Onze mois après avoir obtenu la permission d’aller en maison de transition, Shane Kenneth Maloney a convaincu mardi matin les commissaires de lui accorder sa libération conditionnelle totale.

Daniel Renaud
Daniel Renaud La Presse

L’homme de 43 ans pourra donc s’établir en Colombie-Britannique, comme il le souhaite, et fonder une entreprise une fois la pandémie terminée.

Maloney purge depuis 2012 une peine de dix ans de pénitencier pour gangstérisme, trafic de cocaïne, possession d’armes et possession d’explosifs.

Il avait été arrêté en compagnie d’une centaine d’individus à l’issue d’une importante enquête de la Sûreté du Québec baptisée Loquace, visant un consortium qui a tenté de s’emparer du monopole de la distribution de cocaïne au Canada. Maloney, qui a déjà été associé au crime organisé traditionnel irlandais de Montréal, était l’un des six membres de ce consortium.

« Je ne suis plus le même homme qu’en 2012. La prison nous en enlève beaucoup. Je me sens comme si j’avais 80 ans », a d’abord déclaré Maloney aux commissaires.

Il a réitéré son intention de se tenir loin du crime et de ne pas retourner en prison, où il a trouvé les conditions de vie très difficiles en raison de son handicap.

Maloney, dont le surnom dans le milieu criminel était « La chaise » ou Wheels, se déplace en fauteuil roulant depuis qu’il est devenu paraplégique à la suite d’un accident de moto.
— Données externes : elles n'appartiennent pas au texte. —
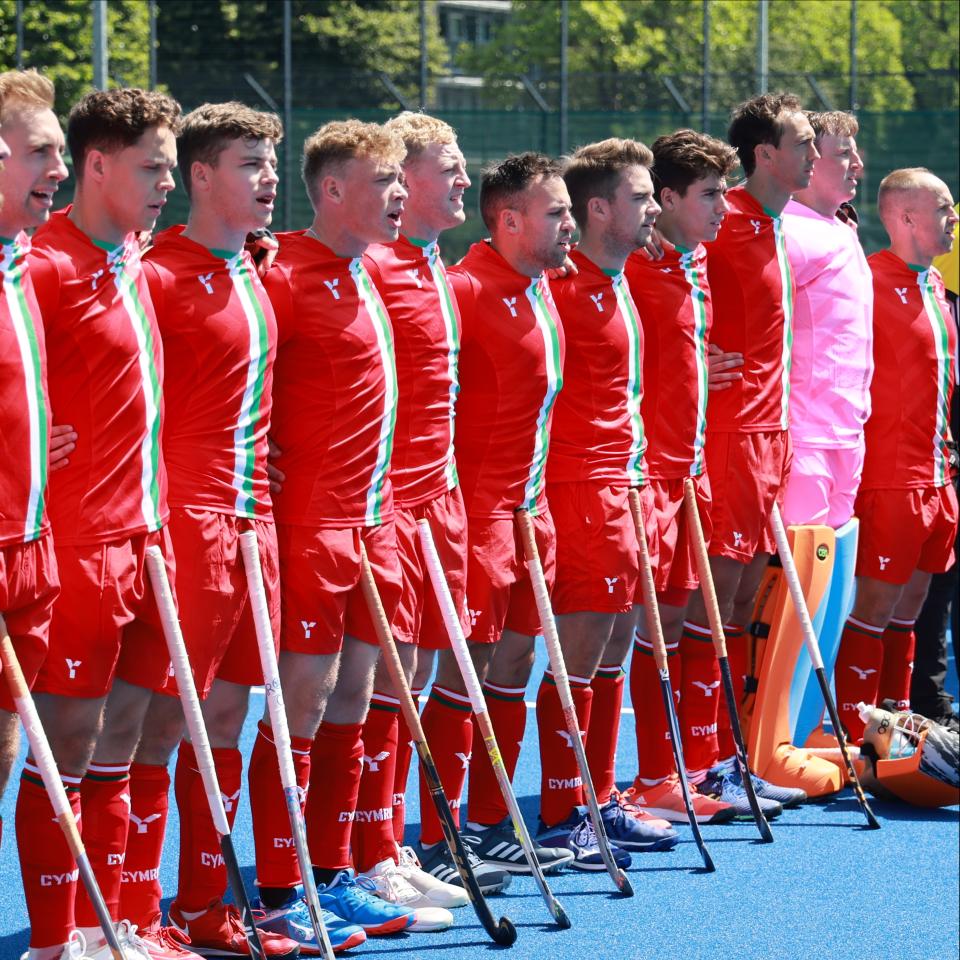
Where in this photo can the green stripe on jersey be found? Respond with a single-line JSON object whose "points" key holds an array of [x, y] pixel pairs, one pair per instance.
{"points": [[453, 347], [12, 267], [698, 300], [941, 344], [251, 405], [381, 325], [117, 261], [786, 300], [551, 349], [628, 310]]}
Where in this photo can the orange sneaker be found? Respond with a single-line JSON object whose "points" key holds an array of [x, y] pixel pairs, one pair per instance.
{"points": [[665, 800]]}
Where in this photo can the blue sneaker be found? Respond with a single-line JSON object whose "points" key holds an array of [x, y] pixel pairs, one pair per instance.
{"points": [[724, 783], [354, 899], [577, 836], [631, 828], [292, 920]]}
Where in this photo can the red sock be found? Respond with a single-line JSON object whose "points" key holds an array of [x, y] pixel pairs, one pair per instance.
{"points": [[203, 876], [448, 727], [899, 643], [140, 890], [373, 829], [604, 729], [46, 864], [857, 672], [272, 838], [654, 749], [561, 787], [336, 760], [402, 772], [699, 700], [105, 801], [508, 714], [737, 654]]}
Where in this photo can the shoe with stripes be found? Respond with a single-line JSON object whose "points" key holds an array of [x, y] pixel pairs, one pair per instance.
{"points": [[499, 845]]}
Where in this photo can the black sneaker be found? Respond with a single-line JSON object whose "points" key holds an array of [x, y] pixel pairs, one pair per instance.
{"points": [[438, 862], [499, 845]]}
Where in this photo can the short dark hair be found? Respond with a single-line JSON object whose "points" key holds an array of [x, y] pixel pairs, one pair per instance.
{"points": [[759, 120], [206, 131], [686, 156], [503, 183], [111, 120], [594, 171]]}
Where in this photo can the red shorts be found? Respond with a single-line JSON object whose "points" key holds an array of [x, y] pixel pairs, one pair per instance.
{"points": [[906, 530], [748, 474], [597, 560], [28, 586], [418, 618], [499, 593], [321, 598], [212, 600], [675, 574], [104, 590]]}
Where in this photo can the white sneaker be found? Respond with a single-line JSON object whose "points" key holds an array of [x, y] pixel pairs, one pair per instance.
{"points": [[392, 886], [436, 891]]}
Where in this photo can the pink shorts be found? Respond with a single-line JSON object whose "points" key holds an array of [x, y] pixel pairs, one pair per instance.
{"points": [[823, 485], [212, 600]]}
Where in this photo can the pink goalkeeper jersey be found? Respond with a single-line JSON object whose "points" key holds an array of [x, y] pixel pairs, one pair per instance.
{"points": [[832, 330]]}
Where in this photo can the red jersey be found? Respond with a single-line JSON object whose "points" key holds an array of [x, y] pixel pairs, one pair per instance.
{"points": [[24, 410], [914, 355], [753, 291], [598, 432], [106, 375], [335, 388], [511, 365], [673, 296], [412, 281], [219, 340]]}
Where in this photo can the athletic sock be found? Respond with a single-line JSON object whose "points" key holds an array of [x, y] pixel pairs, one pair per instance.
{"points": [[105, 801], [857, 672], [448, 726], [604, 728], [699, 700], [737, 654], [561, 786], [336, 760], [508, 715], [46, 864], [272, 837], [899, 643], [654, 748], [402, 772], [373, 828], [203, 875], [140, 890]]}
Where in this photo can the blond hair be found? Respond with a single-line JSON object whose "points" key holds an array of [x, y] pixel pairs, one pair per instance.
{"points": [[342, 140]]}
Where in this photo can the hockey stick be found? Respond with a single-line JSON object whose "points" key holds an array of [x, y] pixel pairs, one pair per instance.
{"points": [[709, 591], [43, 756], [548, 625], [655, 631], [472, 682], [157, 571], [503, 932], [813, 649], [281, 732]]}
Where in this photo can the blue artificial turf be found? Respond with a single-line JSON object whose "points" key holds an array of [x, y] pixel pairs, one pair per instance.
{"points": [[826, 888]]}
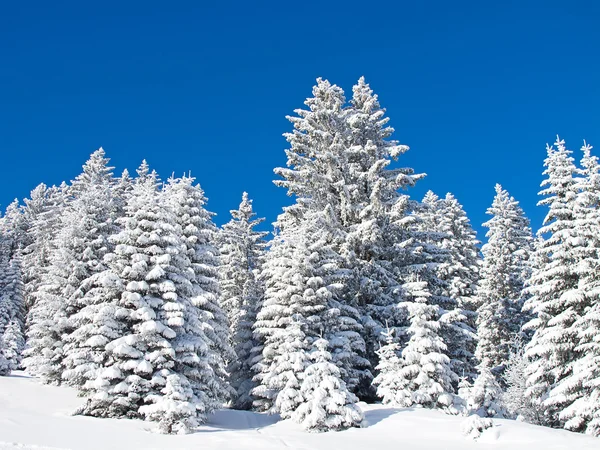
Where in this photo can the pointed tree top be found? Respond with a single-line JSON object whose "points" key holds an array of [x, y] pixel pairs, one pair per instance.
{"points": [[430, 198]]}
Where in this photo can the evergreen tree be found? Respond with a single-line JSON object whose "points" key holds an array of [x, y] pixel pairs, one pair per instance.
{"points": [[241, 248], [12, 345], [289, 366], [186, 201], [485, 395], [289, 298], [461, 276], [426, 377], [388, 377], [162, 337], [83, 241], [504, 271], [581, 387], [328, 405], [556, 299]]}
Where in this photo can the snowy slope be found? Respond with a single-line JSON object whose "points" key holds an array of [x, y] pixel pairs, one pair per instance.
{"points": [[33, 416]]}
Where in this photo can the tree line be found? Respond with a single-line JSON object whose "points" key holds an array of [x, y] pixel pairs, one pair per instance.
{"points": [[124, 288]]}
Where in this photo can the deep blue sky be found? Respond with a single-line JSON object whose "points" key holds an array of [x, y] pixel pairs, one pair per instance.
{"points": [[476, 89]]}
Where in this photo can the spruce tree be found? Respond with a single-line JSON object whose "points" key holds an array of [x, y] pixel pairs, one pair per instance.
{"points": [[426, 377], [556, 299], [241, 249], [504, 271], [387, 380], [186, 201], [327, 405]]}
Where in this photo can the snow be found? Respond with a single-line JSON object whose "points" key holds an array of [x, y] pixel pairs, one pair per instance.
{"points": [[37, 417]]}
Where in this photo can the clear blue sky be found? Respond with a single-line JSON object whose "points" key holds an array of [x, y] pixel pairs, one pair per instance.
{"points": [[476, 89]]}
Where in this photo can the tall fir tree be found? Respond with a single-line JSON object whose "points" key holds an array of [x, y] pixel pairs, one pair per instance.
{"points": [[327, 403], [556, 298], [504, 272], [187, 202], [242, 248], [580, 388]]}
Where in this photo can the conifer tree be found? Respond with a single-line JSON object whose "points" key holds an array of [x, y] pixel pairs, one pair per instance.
{"points": [[241, 248], [580, 388], [485, 396], [426, 377], [327, 405], [150, 262], [556, 299], [187, 201], [461, 276], [504, 271]]}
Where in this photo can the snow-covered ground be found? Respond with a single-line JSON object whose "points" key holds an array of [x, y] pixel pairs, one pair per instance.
{"points": [[33, 416]]}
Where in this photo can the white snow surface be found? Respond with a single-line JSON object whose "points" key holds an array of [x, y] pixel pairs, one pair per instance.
{"points": [[38, 417]]}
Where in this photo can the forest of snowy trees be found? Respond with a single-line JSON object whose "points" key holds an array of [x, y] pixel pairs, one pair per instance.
{"points": [[124, 288]]}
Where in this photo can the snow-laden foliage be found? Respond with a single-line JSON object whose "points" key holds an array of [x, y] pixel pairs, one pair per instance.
{"points": [[327, 404], [388, 380], [485, 395], [474, 425], [241, 248], [426, 377], [557, 299], [515, 401], [503, 274], [205, 317], [339, 157]]}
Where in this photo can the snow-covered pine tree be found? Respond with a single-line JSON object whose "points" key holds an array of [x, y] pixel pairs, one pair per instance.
{"points": [[369, 192], [145, 259], [485, 396], [461, 275], [446, 258], [289, 366], [187, 201], [292, 295], [387, 379], [339, 157], [241, 248], [503, 275], [13, 343], [556, 299], [514, 399], [327, 403], [41, 215], [581, 387], [303, 279], [12, 310], [174, 408], [426, 377], [87, 223]]}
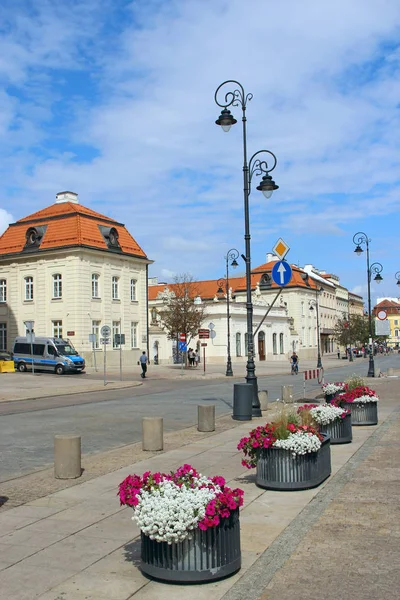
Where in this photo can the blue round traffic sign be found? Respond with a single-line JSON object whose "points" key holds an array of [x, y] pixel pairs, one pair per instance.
{"points": [[281, 273]]}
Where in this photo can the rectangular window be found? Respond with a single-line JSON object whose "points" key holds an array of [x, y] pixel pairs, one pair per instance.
{"points": [[57, 286], [133, 290], [3, 336], [96, 332], [57, 328], [116, 329], [28, 288], [95, 285], [134, 334], [3, 290], [114, 288]]}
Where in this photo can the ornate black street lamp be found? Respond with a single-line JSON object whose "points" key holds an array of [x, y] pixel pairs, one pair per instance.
{"points": [[312, 304], [256, 166], [231, 257], [376, 268]]}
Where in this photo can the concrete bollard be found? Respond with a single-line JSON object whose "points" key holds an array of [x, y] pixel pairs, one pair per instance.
{"points": [[152, 434], [263, 398], [206, 417], [287, 394], [67, 456]]}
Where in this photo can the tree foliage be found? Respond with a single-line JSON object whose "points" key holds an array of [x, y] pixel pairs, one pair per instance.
{"points": [[181, 314], [354, 332]]}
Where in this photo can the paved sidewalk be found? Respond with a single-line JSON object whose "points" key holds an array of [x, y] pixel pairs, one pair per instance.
{"points": [[78, 544], [24, 386]]}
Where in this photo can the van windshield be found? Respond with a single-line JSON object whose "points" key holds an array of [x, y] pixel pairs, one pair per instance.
{"points": [[66, 350]]}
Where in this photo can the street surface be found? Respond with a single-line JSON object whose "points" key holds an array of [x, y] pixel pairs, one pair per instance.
{"points": [[110, 419]]}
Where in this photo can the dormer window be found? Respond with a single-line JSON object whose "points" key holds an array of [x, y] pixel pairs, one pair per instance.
{"points": [[34, 237], [110, 235]]}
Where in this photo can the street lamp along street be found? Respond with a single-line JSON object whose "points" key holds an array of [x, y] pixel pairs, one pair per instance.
{"points": [[256, 166], [359, 239], [232, 255]]}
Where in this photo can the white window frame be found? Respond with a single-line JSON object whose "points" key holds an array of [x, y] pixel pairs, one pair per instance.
{"points": [[57, 328], [134, 334], [57, 285], [116, 328], [133, 290], [3, 290], [95, 285], [28, 281], [96, 331], [115, 287], [3, 336]]}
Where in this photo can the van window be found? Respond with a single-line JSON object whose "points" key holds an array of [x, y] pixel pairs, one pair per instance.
{"points": [[22, 348]]}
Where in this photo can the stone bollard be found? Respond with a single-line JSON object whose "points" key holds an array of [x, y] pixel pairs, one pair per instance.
{"points": [[152, 434], [263, 398], [67, 456], [287, 394], [206, 417]]}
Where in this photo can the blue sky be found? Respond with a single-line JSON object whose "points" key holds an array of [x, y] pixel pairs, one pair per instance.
{"points": [[115, 100]]}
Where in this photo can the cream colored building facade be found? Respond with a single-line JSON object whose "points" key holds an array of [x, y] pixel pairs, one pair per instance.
{"points": [[86, 271]]}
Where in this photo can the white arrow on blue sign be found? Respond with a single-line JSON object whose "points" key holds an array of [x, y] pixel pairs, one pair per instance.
{"points": [[281, 273]]}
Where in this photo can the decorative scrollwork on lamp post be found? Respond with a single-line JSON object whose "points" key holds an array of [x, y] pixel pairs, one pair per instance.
{"points": [[256, 166], [360, 239]]}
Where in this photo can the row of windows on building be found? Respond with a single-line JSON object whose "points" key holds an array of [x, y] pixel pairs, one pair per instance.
{"points": [[58, 287], [57, 331], [261, 339]]}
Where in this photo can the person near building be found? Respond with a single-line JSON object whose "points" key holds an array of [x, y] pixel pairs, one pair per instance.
{"points": [[143, 363]]}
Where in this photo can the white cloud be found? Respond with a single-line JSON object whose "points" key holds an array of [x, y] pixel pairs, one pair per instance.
{"points": [[325, 101]]}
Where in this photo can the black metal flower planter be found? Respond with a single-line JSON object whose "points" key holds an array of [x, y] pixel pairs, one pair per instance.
{"points": [[339, 430], [210, 555], [362, 413], [277, 469]]}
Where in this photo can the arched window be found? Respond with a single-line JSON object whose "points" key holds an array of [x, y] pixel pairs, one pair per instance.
{"points": [[95, 285], [238, 344]]}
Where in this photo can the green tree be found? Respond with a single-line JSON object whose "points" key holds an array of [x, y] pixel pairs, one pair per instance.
{"points": [[181, 314]]}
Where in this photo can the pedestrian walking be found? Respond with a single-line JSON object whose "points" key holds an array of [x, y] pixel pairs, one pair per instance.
{"points": [[143, 363]]}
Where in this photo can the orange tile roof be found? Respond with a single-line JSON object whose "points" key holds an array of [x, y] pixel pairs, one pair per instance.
{"points": [[207, 289], [68, 225]]}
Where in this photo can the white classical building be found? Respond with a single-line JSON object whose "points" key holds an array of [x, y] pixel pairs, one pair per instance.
{"points": [[72, 270]]}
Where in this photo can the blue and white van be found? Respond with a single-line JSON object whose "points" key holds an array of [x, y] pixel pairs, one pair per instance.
{"points": [[55, 355]]}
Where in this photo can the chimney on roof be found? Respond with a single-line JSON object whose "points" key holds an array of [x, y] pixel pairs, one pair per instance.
{"points": [[67, 197]]}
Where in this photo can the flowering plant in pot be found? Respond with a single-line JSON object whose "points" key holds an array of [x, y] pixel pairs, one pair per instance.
{"points": [[331, 389], [333, 420], [175, 513], [362, 403], [287, 454]]}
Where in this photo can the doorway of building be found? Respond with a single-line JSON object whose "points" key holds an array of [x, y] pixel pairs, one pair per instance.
{"points": [[261, 345]]}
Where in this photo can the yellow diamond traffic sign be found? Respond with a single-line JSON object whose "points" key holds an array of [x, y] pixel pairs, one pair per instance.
{"points": [[280, 249]]}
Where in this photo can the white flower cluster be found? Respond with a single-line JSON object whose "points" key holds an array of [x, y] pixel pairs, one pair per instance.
{"points": [[300, 442], [170, 513], [332, 388], [366, 399], [326, 413]]}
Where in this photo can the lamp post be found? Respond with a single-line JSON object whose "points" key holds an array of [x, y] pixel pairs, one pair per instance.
{"points": [[376, 268], [231, 256], [315, 303], [351, 359], [255, 166]]}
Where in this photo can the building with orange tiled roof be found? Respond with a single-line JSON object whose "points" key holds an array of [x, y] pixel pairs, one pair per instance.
{"points": [[392, 308], [72, 270]]}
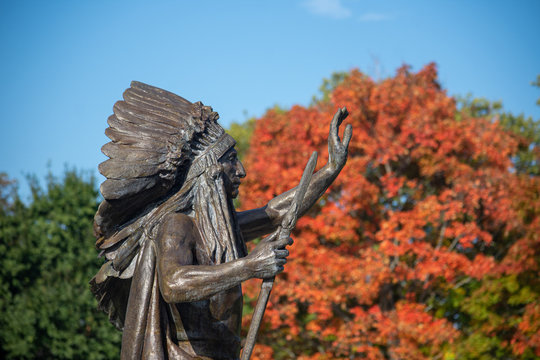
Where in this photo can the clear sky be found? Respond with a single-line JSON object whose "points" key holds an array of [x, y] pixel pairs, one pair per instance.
{"points": [[65, 63]]}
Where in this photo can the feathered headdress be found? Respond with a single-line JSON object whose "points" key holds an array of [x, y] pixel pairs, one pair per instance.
{"points": [[156, 138], [159, 142]]}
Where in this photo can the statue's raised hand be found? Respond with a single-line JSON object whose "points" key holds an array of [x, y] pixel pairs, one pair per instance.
{"points": [[337, 149]]}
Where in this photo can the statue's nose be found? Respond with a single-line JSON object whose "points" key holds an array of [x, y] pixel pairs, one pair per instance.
{"points": [[240, 171]]}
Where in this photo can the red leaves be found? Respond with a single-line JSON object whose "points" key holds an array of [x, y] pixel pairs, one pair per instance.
{"points": [[424, 203]]}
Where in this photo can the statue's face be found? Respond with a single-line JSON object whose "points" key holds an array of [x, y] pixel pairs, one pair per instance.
{"points": [[233, 171]]}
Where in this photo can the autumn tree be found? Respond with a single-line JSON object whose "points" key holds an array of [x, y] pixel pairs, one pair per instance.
{"points": [[425, 247]]}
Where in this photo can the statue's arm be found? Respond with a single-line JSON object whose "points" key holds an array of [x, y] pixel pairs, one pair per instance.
{"points": [[257, 222], [181, 281]]}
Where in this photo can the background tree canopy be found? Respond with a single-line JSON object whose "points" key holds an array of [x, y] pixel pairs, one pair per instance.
{"points": [[426, 247]]}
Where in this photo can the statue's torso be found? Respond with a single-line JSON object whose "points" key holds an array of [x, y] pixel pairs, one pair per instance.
{"points": [[209, 328]]}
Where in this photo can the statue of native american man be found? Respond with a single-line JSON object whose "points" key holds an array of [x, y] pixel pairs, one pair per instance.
{"points": [[173, 243]]}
« Je n’ai plus les mêmes aspirations. Ma vie et simple et simpliste. Lorsque vous mettez la main sur un poêle brûlant une fois, vous ne voulez plus la remettre une seconde fois », a-t-il dit.

Maloney, qui a plaidé coupable à une accusation de trafic de cocaïne, a dit avoir passé beaucoup de temps en compagnie de consommateurs de drogues au pénitencier. « Leur histoire est très triste. C’est un commerce mauvais », a-t-il déclaré, en dénonçant son ancienne vie de criminel qu’il a qualifiée de stressante.

Fini le Gang de l’ouest

Au sujet de Montréal, où il a habité, Shane Maloney a dit que le Gang de l’ouest n’existait plus.

« C’est un terme de la police pour décrire les anglophones de l’ouest de l’île de Montréal. Ce n’est pas réellement une organisation », a-t-il expliqué aux commissaires.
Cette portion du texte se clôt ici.